As each year progressed, I learnt to ignore the tinnitus the best I could but it was always there, always banging away in some form. I told myself how wonderful it would be just to get rid of the tinnitus, but keep the deafness! How lovely silence must be. In 2010 I got my first set of private hearing aids which transformed by life. I then decided to become an audiologist and in 2012 I did just that! At this point I learnt a lot more about what tinnitus was, what could be done to help, and what could cause spikes. I experimented with hearing aid technology, using tinnitus programmes, tinnitus apps on my phone and relaxation techniques. I gradually learnt that if I had a spike, it would get better if I just stopped getting stressed about it. As all that did was feed into the cycle. It was hard but I gradually convinced myself that I just needed to ride the spikes out.
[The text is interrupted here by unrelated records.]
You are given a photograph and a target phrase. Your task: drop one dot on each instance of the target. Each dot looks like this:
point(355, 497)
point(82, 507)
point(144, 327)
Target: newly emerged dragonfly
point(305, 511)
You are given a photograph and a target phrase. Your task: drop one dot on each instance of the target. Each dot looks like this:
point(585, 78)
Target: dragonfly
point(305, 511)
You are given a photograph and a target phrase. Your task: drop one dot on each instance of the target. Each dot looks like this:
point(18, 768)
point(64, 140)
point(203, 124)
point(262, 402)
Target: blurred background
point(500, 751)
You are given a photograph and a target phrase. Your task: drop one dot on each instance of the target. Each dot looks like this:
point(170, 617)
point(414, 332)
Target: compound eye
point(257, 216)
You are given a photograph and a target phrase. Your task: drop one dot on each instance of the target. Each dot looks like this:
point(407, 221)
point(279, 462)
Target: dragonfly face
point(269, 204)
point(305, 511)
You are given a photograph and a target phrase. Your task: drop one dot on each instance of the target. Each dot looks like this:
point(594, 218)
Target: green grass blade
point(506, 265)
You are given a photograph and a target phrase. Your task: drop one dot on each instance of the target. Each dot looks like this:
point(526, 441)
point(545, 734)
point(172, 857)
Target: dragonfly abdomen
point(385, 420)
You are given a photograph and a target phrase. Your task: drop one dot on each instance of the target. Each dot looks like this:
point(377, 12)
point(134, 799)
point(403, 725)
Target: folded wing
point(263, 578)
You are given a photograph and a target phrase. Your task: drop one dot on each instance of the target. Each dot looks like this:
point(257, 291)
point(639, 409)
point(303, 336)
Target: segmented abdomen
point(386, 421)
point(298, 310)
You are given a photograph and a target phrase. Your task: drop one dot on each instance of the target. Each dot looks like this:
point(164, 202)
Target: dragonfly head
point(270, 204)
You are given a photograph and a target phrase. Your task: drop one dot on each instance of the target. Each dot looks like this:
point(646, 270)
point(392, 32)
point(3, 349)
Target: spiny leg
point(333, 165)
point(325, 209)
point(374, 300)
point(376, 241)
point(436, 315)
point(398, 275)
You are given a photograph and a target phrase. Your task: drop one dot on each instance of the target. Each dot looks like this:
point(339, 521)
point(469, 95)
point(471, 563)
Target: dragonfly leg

If anything my tinnitus has worsened over the last 4 years. I’ve had the worst spikes I’ve ever had, sometimes having 3 or 4 sounds over each other but I know that it is linked to my stress levels, anxiety levels and my health. I find if I mange those things, my tinnitus does improve or rather my ability to cope with the tinnitus improves. I rely heavily on my hearing aids and their ability to have tinnitus programmes and stream tinnitus maskers from apps on my phone. Just wearing the aids themselves takes the edge of the tinnitus as without them, I cannot hear anything apart from the tinnitus.
The best thing I ever did was learn to accept the fact I have tinnitus and that it may never go away. Doing this changed my perception of it. Rather than wishing it away or thinking why me and feeling sorry for myself, I just carry on with using the strategies I have learnt to take my mind of it. You can absolutely train your brain to ignore it or rather just feel better about it being there. Yes, there may be no cure for tinnitus (yet) but don’t let anyone tell you that there is nothing that can be done to improve your life when you live with tinnitus. There absolutely is. You aren’t alone.”